Percebe-se bem a força da candidata norte-americana, mas o normal seria, se calhar, que os Estados Unidos viabilizassem um segundo mandato de António Vitorino. O normal seria cumprir os dois mandatos.
É verdade. Nas Nações Unidas, e eu estive seis anos em Genebra, nas Nações Unidas, é normal quando o primeiro mandato corre bem que exista uma reeleição.
Significa isso que o mandato de António Vitorino terá corrido mal de alguma forma?
Não. Eu acho que correu bem. O Dr.
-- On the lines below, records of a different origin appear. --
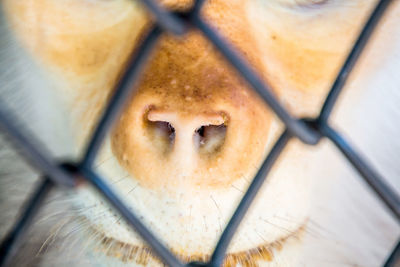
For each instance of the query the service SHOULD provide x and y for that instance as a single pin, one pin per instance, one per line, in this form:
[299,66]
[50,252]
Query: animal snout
[187,136]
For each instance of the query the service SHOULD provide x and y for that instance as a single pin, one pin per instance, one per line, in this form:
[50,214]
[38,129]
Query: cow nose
[188,136]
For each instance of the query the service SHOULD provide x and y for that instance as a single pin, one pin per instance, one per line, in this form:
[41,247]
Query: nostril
[210,138]
[164,129]
[162,134]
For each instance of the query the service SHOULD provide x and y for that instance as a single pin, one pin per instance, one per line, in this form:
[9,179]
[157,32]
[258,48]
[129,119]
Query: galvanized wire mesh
[309,131]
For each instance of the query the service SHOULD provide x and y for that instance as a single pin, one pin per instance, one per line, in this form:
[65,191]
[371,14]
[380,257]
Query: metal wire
[308,131]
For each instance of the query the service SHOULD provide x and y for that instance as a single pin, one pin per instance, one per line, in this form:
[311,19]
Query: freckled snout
[188,137]
[191,127]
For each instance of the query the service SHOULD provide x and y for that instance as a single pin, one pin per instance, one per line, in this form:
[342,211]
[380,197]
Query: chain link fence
[308,130]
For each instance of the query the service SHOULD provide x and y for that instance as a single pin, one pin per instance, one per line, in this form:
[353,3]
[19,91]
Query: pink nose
[188,135]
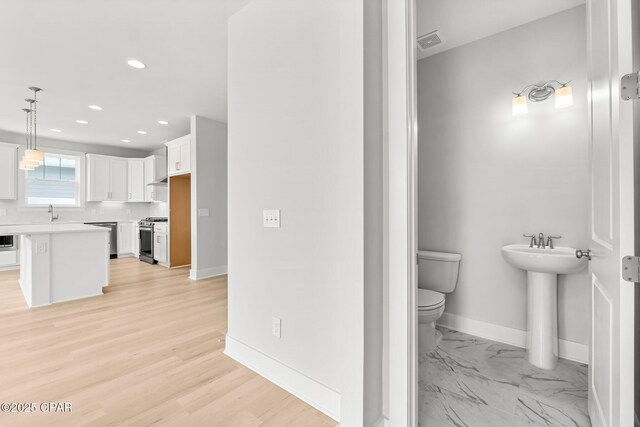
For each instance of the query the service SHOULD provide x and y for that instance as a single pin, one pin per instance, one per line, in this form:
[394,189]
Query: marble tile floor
[473,382]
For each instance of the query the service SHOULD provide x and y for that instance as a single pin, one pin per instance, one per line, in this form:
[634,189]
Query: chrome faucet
[52,217]
[550,240]
[533,239]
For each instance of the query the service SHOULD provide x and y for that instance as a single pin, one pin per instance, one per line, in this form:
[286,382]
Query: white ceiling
[464,21]
[77,51]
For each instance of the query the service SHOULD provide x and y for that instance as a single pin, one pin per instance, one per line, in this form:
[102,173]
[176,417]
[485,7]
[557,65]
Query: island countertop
[30,229]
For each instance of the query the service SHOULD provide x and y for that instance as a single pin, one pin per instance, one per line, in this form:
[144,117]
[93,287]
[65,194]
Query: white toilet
[437,275]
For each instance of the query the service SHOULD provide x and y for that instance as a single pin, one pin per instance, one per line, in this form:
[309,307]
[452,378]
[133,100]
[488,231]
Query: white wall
[486,177]
[208,191]
[93,211]
[296,144]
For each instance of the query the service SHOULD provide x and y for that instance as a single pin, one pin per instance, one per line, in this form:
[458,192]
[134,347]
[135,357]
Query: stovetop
[148,222]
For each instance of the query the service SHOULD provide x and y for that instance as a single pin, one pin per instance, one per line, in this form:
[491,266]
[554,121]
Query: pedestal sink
[542,267]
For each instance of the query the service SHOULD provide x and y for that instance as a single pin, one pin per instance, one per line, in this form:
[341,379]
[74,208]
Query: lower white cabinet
[125,238]
[9,259]
[160,243]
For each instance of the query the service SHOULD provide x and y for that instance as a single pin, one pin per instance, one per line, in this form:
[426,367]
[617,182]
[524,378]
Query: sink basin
[559,260]
[543,267]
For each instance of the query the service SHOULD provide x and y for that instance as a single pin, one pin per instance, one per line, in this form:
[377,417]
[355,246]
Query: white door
[118,179]
[611,365]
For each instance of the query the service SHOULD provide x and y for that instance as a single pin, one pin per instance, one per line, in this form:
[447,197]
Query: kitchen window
[56,182]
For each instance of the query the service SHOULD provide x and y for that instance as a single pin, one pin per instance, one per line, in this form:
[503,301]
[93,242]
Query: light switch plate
[271,218]
[276,327]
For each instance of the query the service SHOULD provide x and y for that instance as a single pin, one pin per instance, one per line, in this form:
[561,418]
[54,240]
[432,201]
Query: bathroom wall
[11,213]
[486,177]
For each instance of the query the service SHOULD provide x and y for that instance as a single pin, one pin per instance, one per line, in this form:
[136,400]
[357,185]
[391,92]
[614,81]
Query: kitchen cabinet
[125,238]
[179,155]
[136,180]
[8,171]
[155,170]
[160,243]
[136,240]
[106,178]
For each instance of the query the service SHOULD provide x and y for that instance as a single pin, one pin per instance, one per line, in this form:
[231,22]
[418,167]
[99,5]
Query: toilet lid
[429,299]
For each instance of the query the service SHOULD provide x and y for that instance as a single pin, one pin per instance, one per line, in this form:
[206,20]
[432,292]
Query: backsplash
[10,213]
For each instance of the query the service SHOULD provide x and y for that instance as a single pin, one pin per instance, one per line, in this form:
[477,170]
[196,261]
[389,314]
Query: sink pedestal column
[542,319]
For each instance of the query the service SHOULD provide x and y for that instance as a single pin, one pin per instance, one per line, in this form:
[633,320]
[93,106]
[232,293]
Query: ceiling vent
[430,40]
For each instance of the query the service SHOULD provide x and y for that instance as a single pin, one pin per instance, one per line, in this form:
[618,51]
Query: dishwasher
[113,236]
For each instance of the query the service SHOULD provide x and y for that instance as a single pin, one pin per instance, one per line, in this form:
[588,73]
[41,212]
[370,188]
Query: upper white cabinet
[8,170]
[136,182]
[179,155]
[107,178]
[155,170]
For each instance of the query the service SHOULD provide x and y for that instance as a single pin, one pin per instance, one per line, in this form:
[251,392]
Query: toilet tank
[438,271]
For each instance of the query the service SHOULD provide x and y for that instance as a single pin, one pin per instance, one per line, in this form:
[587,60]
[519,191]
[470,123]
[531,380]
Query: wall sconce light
[539,93]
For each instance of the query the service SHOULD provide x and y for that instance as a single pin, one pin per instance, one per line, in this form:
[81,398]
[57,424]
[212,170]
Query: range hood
[161,182]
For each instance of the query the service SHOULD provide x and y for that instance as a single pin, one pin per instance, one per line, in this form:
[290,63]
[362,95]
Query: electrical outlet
[271,218]
[276,327]
[41,248]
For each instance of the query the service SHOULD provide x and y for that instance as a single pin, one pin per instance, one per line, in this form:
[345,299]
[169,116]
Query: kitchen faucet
[52,217]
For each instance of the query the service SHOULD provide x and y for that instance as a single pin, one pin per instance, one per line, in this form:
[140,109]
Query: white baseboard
[311,391]
[567,349]
[205,273]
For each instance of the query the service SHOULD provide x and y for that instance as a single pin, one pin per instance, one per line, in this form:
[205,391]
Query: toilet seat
[429,300]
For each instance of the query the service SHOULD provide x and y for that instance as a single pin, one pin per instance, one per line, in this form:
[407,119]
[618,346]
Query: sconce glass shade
[564,97]
[519,105]
[34,156]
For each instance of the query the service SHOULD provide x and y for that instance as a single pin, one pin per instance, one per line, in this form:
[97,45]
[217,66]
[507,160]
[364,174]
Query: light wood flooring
[148,352]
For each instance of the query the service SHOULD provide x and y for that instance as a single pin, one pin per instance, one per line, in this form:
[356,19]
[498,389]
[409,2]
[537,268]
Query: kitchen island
[61,262]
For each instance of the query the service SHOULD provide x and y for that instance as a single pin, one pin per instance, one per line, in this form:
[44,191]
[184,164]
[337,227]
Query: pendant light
[32,153]
[26,164]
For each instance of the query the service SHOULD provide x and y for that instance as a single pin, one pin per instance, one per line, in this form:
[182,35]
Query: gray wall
[373,206]
[486,177]
[208,191]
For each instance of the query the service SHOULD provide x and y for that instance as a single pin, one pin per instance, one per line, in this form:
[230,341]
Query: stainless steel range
[146,238]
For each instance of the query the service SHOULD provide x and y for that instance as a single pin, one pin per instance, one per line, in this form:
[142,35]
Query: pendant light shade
[32,157]
[519,105]
[35,156]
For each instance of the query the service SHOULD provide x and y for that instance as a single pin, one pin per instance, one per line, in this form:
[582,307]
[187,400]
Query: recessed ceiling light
[135,63]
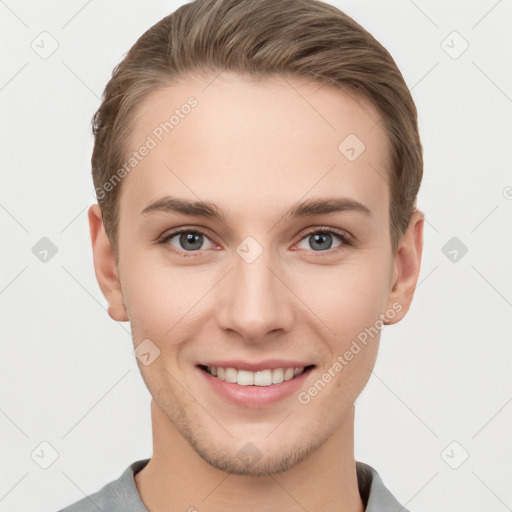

Vitorino, aliás, foi muito ativo, sobretudo agora na última fase, devido aos refugiados e às imigrações provocadas pelo conflito na Ucrânia. Mas, aqui, o que apareceu foi a força dos Estados Unidos.
O que eu lamento, o que eu penso que faltou aqui foi um diálogo prévio entre Lisboa e Washington. Esta “não vitória” do Dr. Vitorino é uma lição que nós devemos tirar para a política externa portuguesa. É preciso melhorar os canais de diálogo entre Lisboa e Washington.
Por alguma razão o chefe de Governo espanhol, o Sr. Sanches, esteve em Washington na semana passada. O último primeiro-ministro [português] que esteve em Washington foi em 2003, o Dr. Durão Barroso. Há 20 anos que não vai um primeiro-ministro português a Washington.
Isto não é nenhuma crítica, é simplesmente um relembrar que é preciso acionar os canais diplomáticos entre Portugal e os Estados Unidos ao mais alto nível.